Introducing the potential outcomes framework

The potential outcomes (PO), or counterfactual framework is widely considered as fundamental to understanding causal effects in epidemiology [24, 25]. For example, if one is interested in estimating the effect of a heat wave event on stroke rates, it requires contrasting the observed rate with an estimate of the unobserved stroke rates in the same world on the same day if the heat wave had not occurred. In this framework, causal effects are often defined as an average difference (or ratio) between two potential outcomes, one observed (factual) and the other unobserved (counterfactual), although in many settings, both halves of the contrast are counterfactual [26]. The fundamental problem of causal inference in this context is that, by definition, at least one half of the contrast is necessarily impossible to observe [27]. Therefore, identification strategies and related assumptions have been formulated when estimating causal effects [28].

Three main assumptions are usually formulated when aiming to identify causal effects under the potential outcomes framework: exchangeability, positivity and consistency. Exchangeability means that the counterfactual outcome and the actual treatment are independent. Some authors also refer to unconfoundedness of the assignment to exposure [24]. Practically, this refers to the absence of (measured or unmeasured) common causes of the exposure and outcome. Randomization is notably expected to achieve exchangeability but different identification strategies can be used for observational research including instrumental variables or difference-in-differences, for example, to achieve exchangeability [29, 30]. Exchangeability can also be addressed by achieving covariate balance between exposure groups for measured confounders; different analytic or design strategies can be used in this regard, such as standardization and matching. Although intuitively straightforward for most exposures, this appeal to randomization as a mechanism to achieve covariate balance is inconceivable for R/E variables, since R/E cannot by assigned in a trial, except in artificial circumstances [13]. Moreover, the common causes of R/E variables are generally diffuse historical and political processes that are beyond the scope of any dataset.

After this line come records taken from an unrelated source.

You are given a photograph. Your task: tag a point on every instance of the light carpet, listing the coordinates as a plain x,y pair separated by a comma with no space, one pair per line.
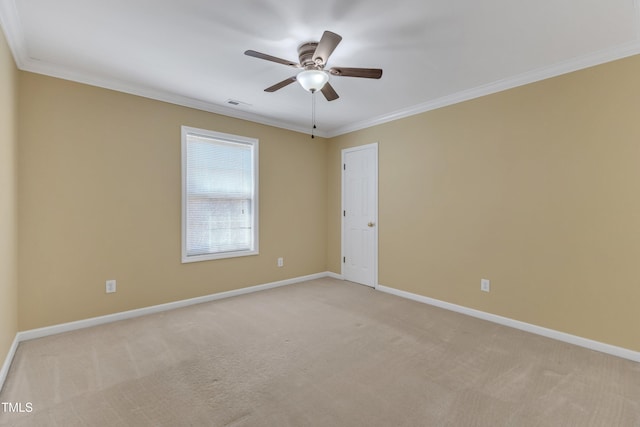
318,353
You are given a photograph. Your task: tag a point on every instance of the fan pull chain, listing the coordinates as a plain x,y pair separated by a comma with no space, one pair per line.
313,113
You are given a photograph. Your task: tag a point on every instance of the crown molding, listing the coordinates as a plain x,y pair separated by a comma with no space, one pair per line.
575,64
35,66
10,22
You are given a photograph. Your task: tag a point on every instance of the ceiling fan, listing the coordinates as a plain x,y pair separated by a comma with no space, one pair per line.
313,59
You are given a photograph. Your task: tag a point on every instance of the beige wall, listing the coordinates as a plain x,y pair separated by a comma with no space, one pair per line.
99,198
535,188
8,200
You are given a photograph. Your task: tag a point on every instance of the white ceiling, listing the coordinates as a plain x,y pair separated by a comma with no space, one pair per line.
433,52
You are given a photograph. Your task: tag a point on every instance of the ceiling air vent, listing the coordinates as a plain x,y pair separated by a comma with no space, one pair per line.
237,103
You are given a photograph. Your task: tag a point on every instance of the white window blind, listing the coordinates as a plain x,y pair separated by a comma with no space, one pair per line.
219,195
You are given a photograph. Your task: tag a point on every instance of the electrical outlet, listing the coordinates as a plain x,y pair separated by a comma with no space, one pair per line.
110,286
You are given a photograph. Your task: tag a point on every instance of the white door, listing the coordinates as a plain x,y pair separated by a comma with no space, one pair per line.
360,214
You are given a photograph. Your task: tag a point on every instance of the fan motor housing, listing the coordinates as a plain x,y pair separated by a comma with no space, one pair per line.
305,53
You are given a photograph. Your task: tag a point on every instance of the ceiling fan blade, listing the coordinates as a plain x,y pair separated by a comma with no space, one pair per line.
367,73
260,55
328,92
326,46
280,85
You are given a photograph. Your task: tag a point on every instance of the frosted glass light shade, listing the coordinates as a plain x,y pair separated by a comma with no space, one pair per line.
312,80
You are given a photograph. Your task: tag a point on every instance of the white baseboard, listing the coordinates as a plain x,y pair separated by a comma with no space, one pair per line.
334,275
549,333
101,320
7,361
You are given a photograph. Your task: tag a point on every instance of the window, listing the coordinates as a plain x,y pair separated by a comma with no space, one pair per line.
219,195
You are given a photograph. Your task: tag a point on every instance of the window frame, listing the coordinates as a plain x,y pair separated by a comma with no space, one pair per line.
224,137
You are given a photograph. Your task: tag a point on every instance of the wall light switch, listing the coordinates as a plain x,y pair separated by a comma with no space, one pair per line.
111,286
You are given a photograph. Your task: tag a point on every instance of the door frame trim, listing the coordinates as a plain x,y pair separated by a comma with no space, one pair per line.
375,146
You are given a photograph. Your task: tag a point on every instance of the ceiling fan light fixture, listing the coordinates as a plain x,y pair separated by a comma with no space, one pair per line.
312,80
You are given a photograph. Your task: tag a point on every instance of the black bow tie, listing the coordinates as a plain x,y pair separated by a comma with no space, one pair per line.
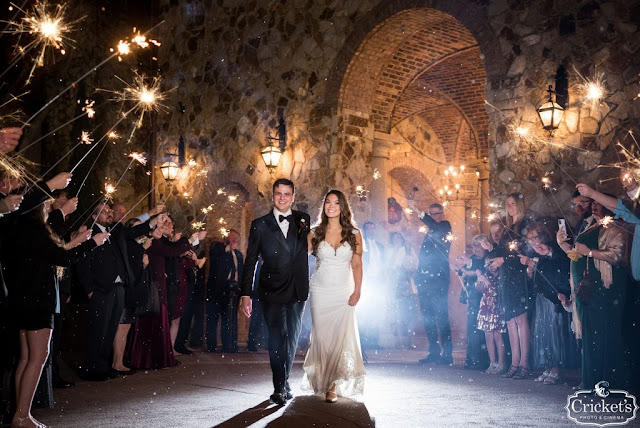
285,217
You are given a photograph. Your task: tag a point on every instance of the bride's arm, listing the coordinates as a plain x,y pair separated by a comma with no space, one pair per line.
356,266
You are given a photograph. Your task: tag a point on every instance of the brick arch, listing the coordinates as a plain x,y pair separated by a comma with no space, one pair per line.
411,13
218,180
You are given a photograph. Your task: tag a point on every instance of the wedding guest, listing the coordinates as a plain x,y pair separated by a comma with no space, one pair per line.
104,276
553,344
513,292
476,355
432,281
151,346
491,318
258,334
31,275
402,264
225,268
600,299
192,317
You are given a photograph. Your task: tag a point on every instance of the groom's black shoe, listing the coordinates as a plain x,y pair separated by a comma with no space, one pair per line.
288,394
279,398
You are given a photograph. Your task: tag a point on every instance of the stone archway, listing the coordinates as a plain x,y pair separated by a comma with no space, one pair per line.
409,88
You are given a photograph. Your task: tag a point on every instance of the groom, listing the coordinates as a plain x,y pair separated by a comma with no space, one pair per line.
280,237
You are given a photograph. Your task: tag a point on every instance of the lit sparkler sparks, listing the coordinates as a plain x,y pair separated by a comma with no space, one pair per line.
88,108
198,225
48,26
109,190
606,221
85,138
146,94
140,40
139,157
592,91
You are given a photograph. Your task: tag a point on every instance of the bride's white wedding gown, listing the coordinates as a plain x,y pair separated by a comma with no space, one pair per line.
334,354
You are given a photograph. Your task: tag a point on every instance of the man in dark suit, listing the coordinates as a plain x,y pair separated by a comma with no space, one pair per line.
104,276
280,237
223,292
432,282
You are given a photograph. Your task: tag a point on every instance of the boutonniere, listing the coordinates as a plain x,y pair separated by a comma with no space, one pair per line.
303,226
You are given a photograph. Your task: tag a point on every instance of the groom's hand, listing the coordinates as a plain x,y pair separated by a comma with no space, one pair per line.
245,304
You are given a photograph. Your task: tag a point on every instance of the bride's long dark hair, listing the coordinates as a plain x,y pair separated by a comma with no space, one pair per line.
346,222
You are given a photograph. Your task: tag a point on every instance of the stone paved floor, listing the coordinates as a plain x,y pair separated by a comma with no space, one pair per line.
209,390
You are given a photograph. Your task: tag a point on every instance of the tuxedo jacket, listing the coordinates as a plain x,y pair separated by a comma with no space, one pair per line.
284,275
107,262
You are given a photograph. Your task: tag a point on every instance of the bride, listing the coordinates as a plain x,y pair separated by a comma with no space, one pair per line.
333,364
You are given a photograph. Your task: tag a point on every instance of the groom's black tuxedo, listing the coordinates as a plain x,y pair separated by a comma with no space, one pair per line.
283,287
284,276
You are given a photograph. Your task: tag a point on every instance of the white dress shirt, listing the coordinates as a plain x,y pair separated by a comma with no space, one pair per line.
284,224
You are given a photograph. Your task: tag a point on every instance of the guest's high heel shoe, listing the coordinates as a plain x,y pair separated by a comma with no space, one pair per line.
331,396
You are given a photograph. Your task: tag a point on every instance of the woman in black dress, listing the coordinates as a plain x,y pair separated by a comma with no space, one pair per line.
513,291
33,295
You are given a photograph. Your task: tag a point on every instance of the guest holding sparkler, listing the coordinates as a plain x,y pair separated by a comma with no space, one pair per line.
223,293
31,275
476,358
433,284
513,291
104,276
600,301
151,346
553,343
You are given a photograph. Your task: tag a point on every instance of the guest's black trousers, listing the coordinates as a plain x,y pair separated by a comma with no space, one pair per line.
284,322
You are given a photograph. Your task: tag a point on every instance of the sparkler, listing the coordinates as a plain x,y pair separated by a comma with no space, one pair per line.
592,91
198,225
48,27
146,95
139,157
85,138
88,108
606,221
75,82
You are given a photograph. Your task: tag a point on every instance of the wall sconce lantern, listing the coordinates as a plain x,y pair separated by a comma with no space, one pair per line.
271,154
550,113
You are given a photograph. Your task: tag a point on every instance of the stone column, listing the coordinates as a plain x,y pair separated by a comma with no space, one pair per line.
483,186
378,191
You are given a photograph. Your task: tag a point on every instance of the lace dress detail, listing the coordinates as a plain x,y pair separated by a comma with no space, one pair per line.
334,354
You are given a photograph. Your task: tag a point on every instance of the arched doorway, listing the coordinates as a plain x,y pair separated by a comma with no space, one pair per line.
410,91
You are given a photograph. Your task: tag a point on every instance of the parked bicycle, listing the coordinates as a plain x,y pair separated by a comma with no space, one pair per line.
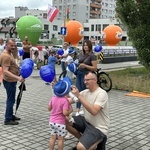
104,80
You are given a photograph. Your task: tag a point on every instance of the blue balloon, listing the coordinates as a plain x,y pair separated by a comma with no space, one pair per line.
26,70
21,52
71,50
97,49
60,51
47,73
28,61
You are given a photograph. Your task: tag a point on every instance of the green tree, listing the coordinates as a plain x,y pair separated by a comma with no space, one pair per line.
135,15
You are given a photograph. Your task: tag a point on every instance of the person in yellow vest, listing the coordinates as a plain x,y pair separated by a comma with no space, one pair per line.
0,75
2,45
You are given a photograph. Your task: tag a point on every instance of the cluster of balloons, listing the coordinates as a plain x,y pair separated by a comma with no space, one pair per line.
112,35
47,73
26,68
74,32
29,26
21,52
97,49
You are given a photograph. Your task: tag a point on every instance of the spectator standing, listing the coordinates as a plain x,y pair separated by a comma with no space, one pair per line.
64,56
69,60
26,47
60,108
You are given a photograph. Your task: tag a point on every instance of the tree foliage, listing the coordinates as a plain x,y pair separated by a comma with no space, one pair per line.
135,15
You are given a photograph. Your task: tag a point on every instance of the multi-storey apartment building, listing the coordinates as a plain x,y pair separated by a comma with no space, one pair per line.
83,10
91,13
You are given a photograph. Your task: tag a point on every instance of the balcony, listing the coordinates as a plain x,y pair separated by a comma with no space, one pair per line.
99,1
95,12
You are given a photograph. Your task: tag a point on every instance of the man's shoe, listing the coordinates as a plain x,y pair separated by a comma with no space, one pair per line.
11,122
15,118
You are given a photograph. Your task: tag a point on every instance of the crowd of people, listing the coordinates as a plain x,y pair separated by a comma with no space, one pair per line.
91,125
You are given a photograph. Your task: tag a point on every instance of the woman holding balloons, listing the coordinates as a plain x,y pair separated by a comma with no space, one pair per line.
64,56
87,62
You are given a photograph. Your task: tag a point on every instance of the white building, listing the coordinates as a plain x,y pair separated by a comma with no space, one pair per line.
92,27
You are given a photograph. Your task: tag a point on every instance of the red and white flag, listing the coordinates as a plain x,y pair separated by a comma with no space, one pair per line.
51,13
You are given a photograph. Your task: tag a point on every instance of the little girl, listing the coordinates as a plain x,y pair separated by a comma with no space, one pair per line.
60,108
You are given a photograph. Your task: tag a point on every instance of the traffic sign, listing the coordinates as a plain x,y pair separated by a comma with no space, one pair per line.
63,30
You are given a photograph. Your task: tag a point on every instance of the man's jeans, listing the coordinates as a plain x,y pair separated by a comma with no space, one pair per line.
10,101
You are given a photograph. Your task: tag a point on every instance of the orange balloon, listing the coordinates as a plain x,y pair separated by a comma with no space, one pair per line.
0,74
112,35
74,32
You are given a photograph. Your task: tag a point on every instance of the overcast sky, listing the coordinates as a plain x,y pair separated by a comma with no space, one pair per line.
7,7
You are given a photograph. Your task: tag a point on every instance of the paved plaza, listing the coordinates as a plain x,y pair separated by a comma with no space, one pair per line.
129,119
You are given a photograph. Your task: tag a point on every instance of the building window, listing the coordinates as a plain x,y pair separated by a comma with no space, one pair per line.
44,15
60,7
74,6
55,27
98,27
105,25
92,27
54,1
86,15
86,29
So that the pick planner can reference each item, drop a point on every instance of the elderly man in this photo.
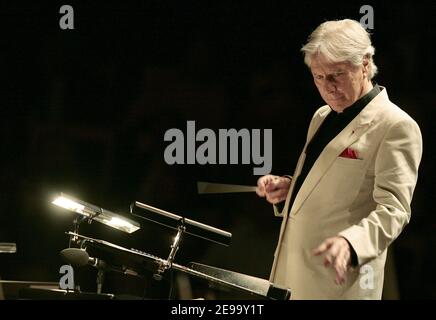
(350, 194)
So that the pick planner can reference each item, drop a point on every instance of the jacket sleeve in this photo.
(396, 173)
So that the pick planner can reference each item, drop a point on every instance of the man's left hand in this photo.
(337, 253)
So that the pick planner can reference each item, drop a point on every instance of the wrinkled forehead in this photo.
(321, 64)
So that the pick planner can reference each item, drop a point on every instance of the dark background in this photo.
(84, 111)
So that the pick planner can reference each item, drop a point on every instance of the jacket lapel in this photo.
(353, 131)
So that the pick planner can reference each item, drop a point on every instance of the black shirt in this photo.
(329, 129)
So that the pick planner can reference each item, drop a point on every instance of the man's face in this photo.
(340, 84)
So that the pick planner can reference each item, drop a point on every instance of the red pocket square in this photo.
(349, 153)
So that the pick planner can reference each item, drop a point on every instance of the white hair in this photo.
(339, 41)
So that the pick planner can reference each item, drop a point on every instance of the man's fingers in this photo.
(276, 196)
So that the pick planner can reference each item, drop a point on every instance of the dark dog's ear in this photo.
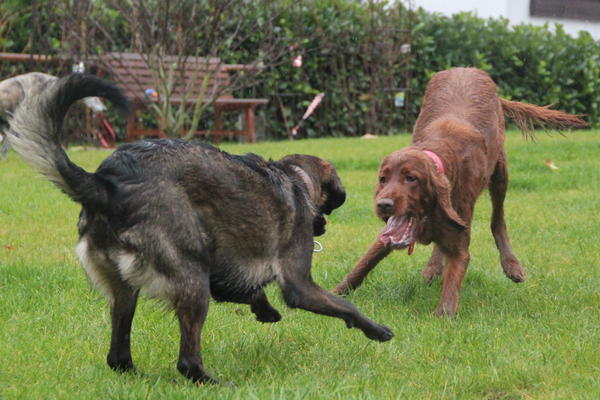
(441, 189)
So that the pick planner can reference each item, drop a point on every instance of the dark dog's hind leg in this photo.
(121, 311)
(191, 307)
(498, 186)
(300, 291)
(434, 266)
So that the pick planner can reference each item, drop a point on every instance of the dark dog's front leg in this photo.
(309, 296)
(191, 307)
(259, 304)
(121, 312)
(377, 252)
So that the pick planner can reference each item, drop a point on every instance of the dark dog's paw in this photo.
(268, 316)
(380, 333)
(513, 270)
(430, 273)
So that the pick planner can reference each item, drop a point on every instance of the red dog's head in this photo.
(410, 193)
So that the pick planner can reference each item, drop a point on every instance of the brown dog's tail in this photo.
(527, 116)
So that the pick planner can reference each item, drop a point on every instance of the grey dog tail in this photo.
(36, 130)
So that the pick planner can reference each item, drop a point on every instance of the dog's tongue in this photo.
(399, 232)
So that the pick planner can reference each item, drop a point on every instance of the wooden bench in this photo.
(132, 74)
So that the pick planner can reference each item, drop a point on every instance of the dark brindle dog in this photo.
(427, 191)
(185, 222)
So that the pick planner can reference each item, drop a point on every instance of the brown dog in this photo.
(184, 222)
(427, 191)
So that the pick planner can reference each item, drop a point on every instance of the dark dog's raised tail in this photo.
(36, 129)
(526, 116)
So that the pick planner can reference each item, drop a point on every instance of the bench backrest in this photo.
(135, 73)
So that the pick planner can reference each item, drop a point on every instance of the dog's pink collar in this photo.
(437, 160)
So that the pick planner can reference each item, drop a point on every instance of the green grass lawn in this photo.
(535, 340)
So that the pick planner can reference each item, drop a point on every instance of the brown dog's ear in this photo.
(441, 188)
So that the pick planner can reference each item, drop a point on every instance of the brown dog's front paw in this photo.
(430, 273)
(513, 270)
(342, 289)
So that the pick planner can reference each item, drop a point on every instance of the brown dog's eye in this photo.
(410, 179)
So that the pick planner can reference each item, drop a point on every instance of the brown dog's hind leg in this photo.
(377, 252)
(122, 308)
(434, 266)
(191, 307)
(263, 310)
(498, 186)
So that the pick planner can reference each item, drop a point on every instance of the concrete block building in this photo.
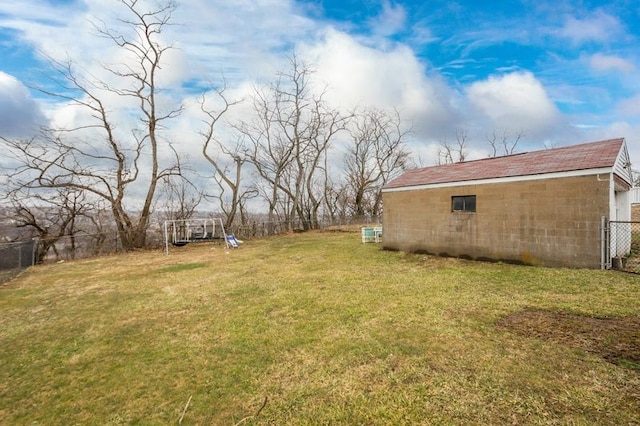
(541, 208)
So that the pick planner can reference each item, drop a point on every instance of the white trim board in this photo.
(601, 171)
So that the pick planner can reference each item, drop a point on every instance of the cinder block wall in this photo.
(554, 222)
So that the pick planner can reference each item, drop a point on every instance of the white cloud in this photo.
(602, 62)
(358, 75)
(515, 101)
(391, 20)
(597, 27)
(19, 113)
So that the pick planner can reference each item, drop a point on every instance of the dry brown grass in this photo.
(329, 330)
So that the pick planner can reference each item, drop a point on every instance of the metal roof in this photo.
(586, 156)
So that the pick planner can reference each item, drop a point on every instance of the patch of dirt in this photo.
(8, 275)
(617, 340)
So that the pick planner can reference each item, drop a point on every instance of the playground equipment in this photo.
(181, 232)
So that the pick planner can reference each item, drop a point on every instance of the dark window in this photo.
(464, 203)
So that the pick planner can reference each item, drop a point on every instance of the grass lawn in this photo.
(317, 328)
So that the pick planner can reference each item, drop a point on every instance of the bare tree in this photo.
(181, 198)
(454, 152)
(505, 143)
(376, 154)
(286, 142)
(94, 157)
(228, 162)
(49, 217)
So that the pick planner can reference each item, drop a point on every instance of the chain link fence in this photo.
(624, 242)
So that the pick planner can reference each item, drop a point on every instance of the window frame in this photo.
(468, 206)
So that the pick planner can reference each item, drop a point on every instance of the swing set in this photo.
(180, 232)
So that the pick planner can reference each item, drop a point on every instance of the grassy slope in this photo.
(330, 330)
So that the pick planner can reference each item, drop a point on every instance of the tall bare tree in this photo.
(227, 159)
(454, 152)
(504, 143)
(95, 157)
(376, 154)
(286, 142)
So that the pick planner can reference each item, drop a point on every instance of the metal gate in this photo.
(621, 245)
(16, 255)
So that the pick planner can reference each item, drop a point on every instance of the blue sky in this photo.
(561, 72)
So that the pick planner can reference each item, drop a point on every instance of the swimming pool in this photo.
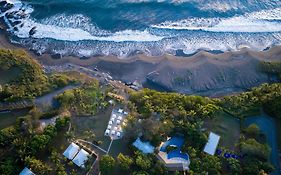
(178, 142)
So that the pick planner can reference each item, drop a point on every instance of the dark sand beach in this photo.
(203, 73)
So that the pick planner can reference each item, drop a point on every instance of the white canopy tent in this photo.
(212, 143)
(81, 158)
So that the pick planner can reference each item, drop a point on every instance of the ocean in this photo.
(153, 27)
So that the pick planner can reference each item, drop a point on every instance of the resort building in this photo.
(211, 146)
(26, 171)
(71, 151)
(116, 121)
(170, 154)
(77, 155)
(144, 147)
(81, 158)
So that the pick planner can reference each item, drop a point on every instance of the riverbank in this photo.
(203, 73)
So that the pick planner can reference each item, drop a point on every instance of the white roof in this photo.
(81, 158)
(212, 143)
(26, 171)
(71, 151)
(120, 110)
(144, 147)
(120, 118)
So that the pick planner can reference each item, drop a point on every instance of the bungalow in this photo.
(71, 151)
(26, 171)
(81, 158)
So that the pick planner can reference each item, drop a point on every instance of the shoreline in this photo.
(203, 73)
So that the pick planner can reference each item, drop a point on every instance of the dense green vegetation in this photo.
(84, 100)
(159, 115)
(21, 143)
(154, 116)
(26, 77)
(266, 96)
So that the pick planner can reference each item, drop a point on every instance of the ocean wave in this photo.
(77, 34)
(262, 21)
(68, 28)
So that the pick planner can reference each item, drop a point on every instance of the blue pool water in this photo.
(178, 142)
(152, 27)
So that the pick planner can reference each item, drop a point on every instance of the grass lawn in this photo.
(227, 126)
(119, 146)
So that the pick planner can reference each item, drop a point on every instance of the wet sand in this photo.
(203, 73)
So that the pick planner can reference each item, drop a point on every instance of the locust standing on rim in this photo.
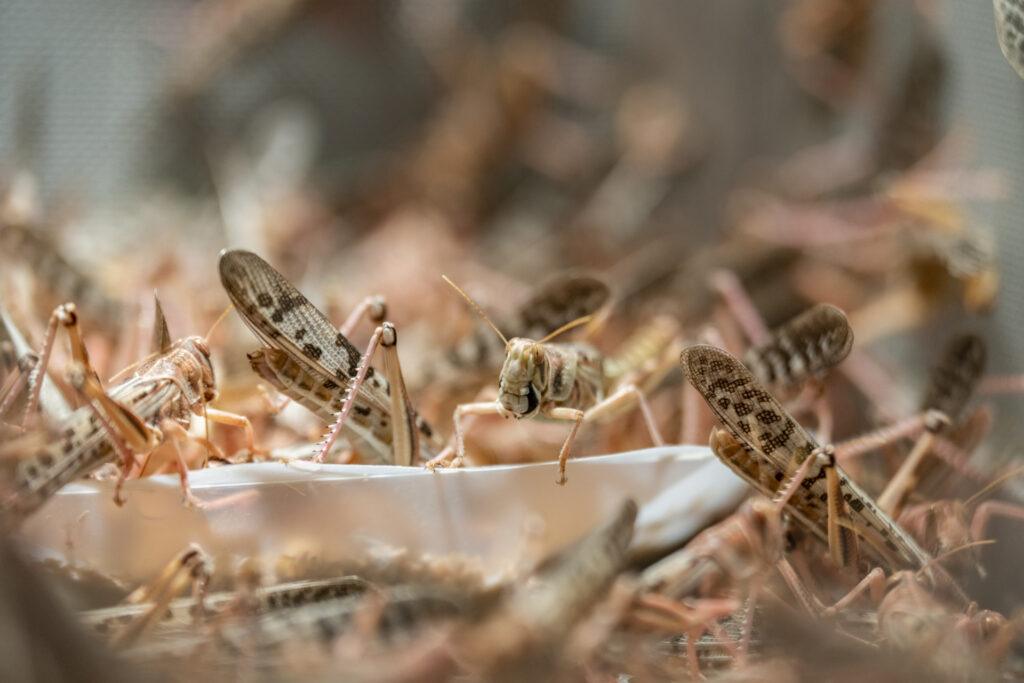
(131, 418)
(775, 455)
(572, 382)
(308, 359)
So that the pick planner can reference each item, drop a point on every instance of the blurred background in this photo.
(358, 142)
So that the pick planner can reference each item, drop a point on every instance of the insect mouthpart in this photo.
(520, 406)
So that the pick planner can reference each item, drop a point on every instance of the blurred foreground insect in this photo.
(560, 381)
(1010, 31)
(308, 359)
(774, 454)
(132, 418)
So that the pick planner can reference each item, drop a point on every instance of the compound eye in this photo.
(532, 400)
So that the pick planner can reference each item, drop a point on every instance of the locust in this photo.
(766, 446)
(1009, 31)
(308, 359)
(568, 381)
(952, 382)
(802, 349)
(156, 401)
(554, 303)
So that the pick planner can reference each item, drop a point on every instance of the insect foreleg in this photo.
(176, 433)
(568, 414)
(236, 420)
(891, 500)
(67, 316)
(455, 457)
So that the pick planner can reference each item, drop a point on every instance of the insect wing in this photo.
(281, 316)
(758, 421)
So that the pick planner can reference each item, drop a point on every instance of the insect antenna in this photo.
(991, 485)
(571, 325)
(949, 553)
(476, 307)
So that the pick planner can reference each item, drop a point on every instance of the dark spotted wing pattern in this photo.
(805, 347)
(760, 423)
(955, 376)
(283, 318)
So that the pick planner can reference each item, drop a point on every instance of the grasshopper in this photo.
(132, 417)
(560, 381)
(308, 359)
(803, 348)
(952, 382)
(555, 303)
(767, 446)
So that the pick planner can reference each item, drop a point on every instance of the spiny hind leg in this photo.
(240, 421)
(403, 441)
(126, 433)
(873, 584)
(65, 315)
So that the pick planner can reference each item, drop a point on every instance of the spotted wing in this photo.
(282, 317)
(806, 346)
(759, 422)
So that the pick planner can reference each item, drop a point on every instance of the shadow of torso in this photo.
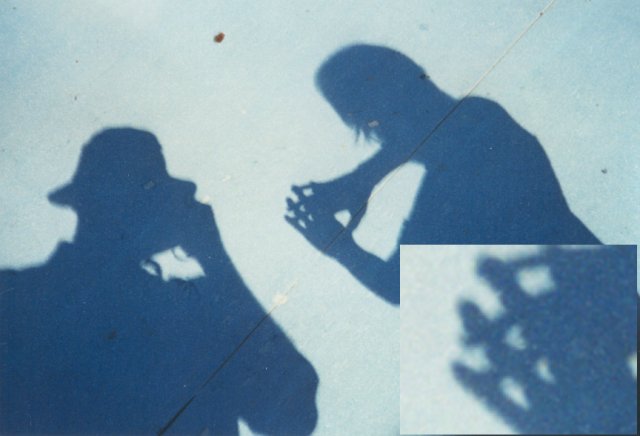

Positivity, the next assumption of the potential outcomes framework, requires that individuals in every stratum of the covariates have a non-zero probability of being in the exposed group and of being in the unexposed group. This assumption can be violated when studying R/E health disparities. For example, Messer et al. [31] showed that, in the case of the effects of SES and racial residential segregation on preterm birth, positivity violations may lead to meaningless conclusions because effect estimates from regression modeling were based on little or no actual data. This has been described as “structural confounding” in the sense that certain combinations of R/E and social status are rare in the population as a function of structured relations between social groups. Messer et al. noted that areas of sparse or missing data in their analyses were a structural reality about the systematic co-occurrence of racial segregation and poverty, a relationship that was mandated by law until the Civil Rights Act of 1965.

Finally, the consistency assumption requires that all exposed individuals receive the same version of treatment. This is also sometimes referred to as the stable unit treatment value assumption (SUTVA) that additionally requires no interference between treated and control groups [32]. This assumption implies that the exposure of interest must be defined with sufficient precision that any variation within the exposure specification would not result in a different outcome [33]. It has been shown that this assumption is commonly violated in social epidemiological research when using variables such as education or income [34], but also when using race/ethnicity as an exposure of interest. Indeed, it is possible to consider two distinct situations where the main exposure of interest is: i) R/E, ii) another variable on the pathway between R/E and the health outcome of interest (e.g. residential exposure to fine particulate matter, noise, greenspace) [9]. Considering R/E as the exposure of interest can be thus seen as ambiguous and typically violates the consistency assumption under the potential outcomes framework.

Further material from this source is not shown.